Gandra é contundente: “Se eu tiver a prova material do crime, não preciso da teoria do domínio do fato para condenar”. Essa prova foi desprezada. Os juízes ficaram nos indícios e nas deduções. Adverte para a “monumental insegurança jurídica” que pode a partir de agora vigorar. Se algum subalterno de um diretor cometer um crime qualquer e acusar o diretor, a este se aplica a “teoria do domínio do fato” porque “deveria saber”. Basta esta acusação para condená-lo.

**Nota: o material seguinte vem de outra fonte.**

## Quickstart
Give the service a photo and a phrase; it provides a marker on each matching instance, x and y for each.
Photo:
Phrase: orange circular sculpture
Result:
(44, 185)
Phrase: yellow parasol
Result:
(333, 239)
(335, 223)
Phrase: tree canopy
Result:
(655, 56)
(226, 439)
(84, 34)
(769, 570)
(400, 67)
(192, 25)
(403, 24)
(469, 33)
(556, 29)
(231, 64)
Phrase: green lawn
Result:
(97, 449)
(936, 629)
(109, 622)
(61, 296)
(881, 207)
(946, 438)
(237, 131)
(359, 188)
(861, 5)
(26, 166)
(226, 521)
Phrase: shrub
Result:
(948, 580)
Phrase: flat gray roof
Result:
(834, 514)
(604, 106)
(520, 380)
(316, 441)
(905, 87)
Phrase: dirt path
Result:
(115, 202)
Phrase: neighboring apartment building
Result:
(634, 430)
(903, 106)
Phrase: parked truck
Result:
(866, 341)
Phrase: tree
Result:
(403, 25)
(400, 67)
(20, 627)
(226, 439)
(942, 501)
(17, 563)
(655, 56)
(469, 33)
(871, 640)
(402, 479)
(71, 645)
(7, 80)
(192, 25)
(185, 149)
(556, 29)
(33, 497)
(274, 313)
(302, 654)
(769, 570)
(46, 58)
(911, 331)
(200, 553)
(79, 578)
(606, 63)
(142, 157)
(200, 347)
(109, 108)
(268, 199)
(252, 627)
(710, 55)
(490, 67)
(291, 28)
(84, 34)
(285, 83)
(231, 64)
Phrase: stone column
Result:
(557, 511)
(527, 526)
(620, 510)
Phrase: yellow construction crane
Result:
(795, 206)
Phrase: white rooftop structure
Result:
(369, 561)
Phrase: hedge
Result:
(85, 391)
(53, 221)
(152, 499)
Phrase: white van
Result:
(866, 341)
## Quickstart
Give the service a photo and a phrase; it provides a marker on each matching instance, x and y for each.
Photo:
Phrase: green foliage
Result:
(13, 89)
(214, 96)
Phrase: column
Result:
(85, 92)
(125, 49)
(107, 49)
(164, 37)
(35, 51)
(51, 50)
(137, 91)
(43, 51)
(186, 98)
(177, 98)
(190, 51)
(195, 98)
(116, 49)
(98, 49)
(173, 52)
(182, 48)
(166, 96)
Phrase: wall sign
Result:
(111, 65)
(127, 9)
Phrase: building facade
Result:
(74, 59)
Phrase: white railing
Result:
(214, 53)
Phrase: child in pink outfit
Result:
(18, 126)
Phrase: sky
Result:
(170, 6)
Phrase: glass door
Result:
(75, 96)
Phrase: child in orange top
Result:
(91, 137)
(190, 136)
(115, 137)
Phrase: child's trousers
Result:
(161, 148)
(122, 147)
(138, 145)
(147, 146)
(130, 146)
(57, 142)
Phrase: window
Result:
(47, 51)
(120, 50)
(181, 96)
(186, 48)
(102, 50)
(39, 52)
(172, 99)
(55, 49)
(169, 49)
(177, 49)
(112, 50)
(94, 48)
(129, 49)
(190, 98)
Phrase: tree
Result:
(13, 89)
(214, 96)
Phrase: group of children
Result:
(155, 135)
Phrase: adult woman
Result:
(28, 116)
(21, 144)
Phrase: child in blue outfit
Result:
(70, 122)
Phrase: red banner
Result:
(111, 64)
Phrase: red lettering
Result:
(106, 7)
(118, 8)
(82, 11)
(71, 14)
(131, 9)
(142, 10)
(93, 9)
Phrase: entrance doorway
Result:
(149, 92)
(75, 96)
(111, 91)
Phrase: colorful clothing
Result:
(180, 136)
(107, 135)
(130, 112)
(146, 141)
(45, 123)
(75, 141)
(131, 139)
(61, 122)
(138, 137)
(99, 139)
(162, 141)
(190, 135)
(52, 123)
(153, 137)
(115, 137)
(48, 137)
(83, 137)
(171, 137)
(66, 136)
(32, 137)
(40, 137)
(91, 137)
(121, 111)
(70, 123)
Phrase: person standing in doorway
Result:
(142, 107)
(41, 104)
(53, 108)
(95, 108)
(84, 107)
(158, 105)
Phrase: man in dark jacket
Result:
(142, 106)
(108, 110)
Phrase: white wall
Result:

Outro notável é o jurista Antônio Bandeira de Mello, 77, professor da PUC-SP na mesma FSP do dia 22/11/2013. Assevera:”Esse julgamento foi viciado do começo ao fim. As condenações foram políticas. Foram feitas porque a mídia determinou. Na verdade, o Supremo funcionou como a longa manus da mídia. Foi um ponto fora da curva”.

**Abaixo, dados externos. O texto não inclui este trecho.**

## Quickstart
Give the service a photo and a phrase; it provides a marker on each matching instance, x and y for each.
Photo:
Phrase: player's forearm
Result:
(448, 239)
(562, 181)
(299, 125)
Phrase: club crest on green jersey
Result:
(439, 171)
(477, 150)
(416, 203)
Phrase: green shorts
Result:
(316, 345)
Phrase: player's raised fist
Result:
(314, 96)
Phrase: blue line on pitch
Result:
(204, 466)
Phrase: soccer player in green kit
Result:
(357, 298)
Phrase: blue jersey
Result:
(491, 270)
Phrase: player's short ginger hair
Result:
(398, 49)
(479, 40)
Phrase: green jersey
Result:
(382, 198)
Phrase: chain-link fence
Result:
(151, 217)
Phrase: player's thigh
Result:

Escandalosa e autocrática, sem consultar seus pares, foi a determinação do Ministro Joaquim Barbosa. Em princípio, os condenados deveriam cumprir a pena o mais próximo possível das residências deles. “Se eu fosse do PT” – diz Bandeira de Mello – “ou da família pediria que o presidente do Supremo fosse processado. Ele parece mais partidário do que um homem isento”.

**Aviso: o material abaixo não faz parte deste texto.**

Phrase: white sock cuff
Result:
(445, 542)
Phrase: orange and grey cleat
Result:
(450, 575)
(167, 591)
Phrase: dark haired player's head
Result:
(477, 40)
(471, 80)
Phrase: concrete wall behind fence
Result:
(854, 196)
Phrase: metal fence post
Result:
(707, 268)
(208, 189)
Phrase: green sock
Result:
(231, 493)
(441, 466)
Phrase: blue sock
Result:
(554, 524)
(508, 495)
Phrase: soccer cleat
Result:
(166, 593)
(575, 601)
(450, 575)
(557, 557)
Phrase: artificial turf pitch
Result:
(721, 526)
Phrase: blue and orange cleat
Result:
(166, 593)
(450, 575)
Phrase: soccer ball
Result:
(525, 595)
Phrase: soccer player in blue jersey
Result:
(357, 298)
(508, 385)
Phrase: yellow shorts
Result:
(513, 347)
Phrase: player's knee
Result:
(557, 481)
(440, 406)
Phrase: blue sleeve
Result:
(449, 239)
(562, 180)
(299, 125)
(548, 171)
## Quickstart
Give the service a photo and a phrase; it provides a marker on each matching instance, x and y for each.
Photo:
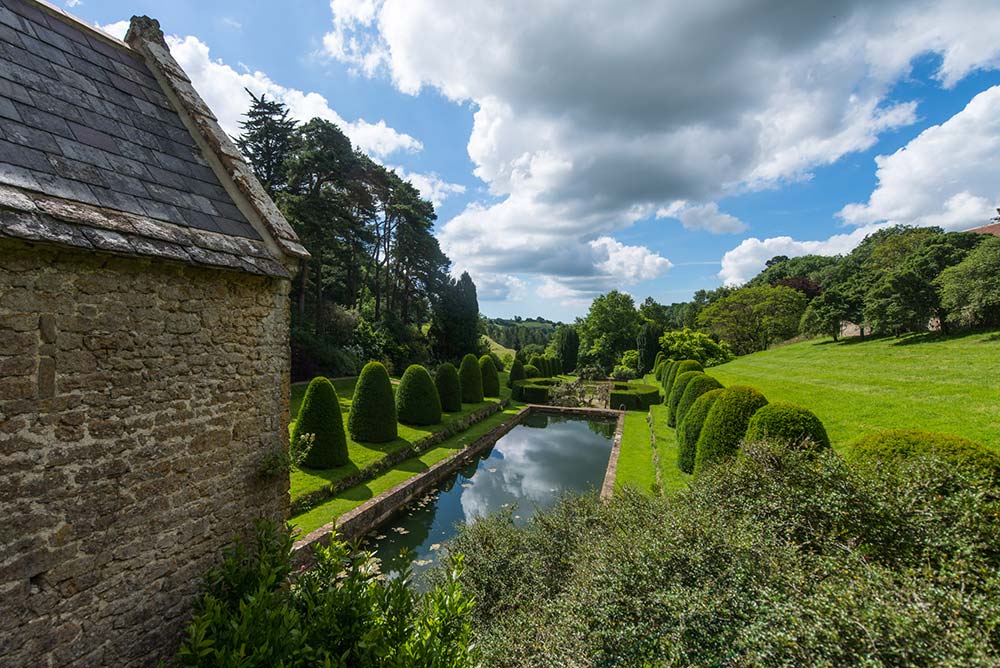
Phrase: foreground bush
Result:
(787, 424)
(417, 400)
(777, 558)
(676, 392)
(491, 379)
(697, 387)
(373, 408)
(689, 429)
(338, 613)
(472, 380)
(320, 416)
(892, 447)
(726, 424)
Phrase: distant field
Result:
(944, 384)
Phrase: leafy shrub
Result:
(697, 387)
(338, 613)
(417, 400)
(638, 397)
(676, 392)
(472, 380)
(787, 424)
(726, 424)
(373, 409)
(777, 558)
(890, 447)
(449, 387)
(676, 370)
(689, 430)
(517, 373)
(491, 379)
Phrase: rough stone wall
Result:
(137, 399)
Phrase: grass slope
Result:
(928, 382)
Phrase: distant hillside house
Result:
(144, 342)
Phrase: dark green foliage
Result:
(676, 392)
(491, 380)
(726, 425)
(472, 380)
(449, 387)
(695, 388)
(787, 424)
(689, 430)
(373, 408)
(676, 370)
(516, 372)
(417, 400)
(778, 558)
(892, 447)
(638, 397)
(258, 611)
(320, 415)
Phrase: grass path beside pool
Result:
(355, 496)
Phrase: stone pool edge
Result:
(368, 516)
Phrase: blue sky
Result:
(657, 150)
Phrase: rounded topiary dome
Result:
(698, 386)
(491, 379)
(676, 392)
(320, 416)
(787, 424)
(472, 380)
(516, 373)
(449, 387)
(373, 408)
(417, 400)
(690, 429)
(894, 445)
(726, 424)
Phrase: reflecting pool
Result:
(529, 467)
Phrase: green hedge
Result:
(726, 424)
(373, 408)
(417, 400)
(472, 380)
(516, 373)
(895, 445)
(491, 379)
(320, 416)
(676, 392)
(638, 397)
(787, 424)
(690, 429)
(697, 387)
(449, 387)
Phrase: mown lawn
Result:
(355, 496)
(929, 382)
(365, 454)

Escolheu o dia 15 de novembro, feriado nacional, para transportar para Brasília, de forma aparatosa num avião militar, os presos, acorrentados e proibidos de se comunicar. José Genuino, doente e desaconselhado de voar, podia correr risco de vida.

Colocou a todos em prisão fechada mesmo aqueles que estariam em prisão semi-aberta. Ilegalmente prendeu-os antes de concluir o processo com a análise dos “embargos infringentes”.

O animus condemnandi (a vontade de condenar) e de atingir letalmente o PT é inegável nas atitudes açodadas e irritadiças do Ministro Barbosa. E nós tivemos ainda que defendê-lo contra tantos preconceitos que de muitas partes ouvimos pelo fato de sua ascendência afrobrasileira. Contra isso afirmo sempre: “somos todos africanos” porque foi lá que irrompemos como espécie humana. Mas não endossamos as arbitrariedades deste Ministro culto mas raivoso. Com o Ministro Barbosa a Justiça ficou sem as vendas porque não foi imparcial, aboliu a balança porque ele não foi equilibrado. Só usou a espada para punir mesmo contra os princípios do direito. Não honra seu cargo e apequena a mais alta instância jurídica da Nação.

Ele, como diz São Paulo aos Romanos: “aprisionou a verdade na injustiça”(1,18). A frase completa do Apóstolo, considero-a dura demais para ser aplicada ao Ministro.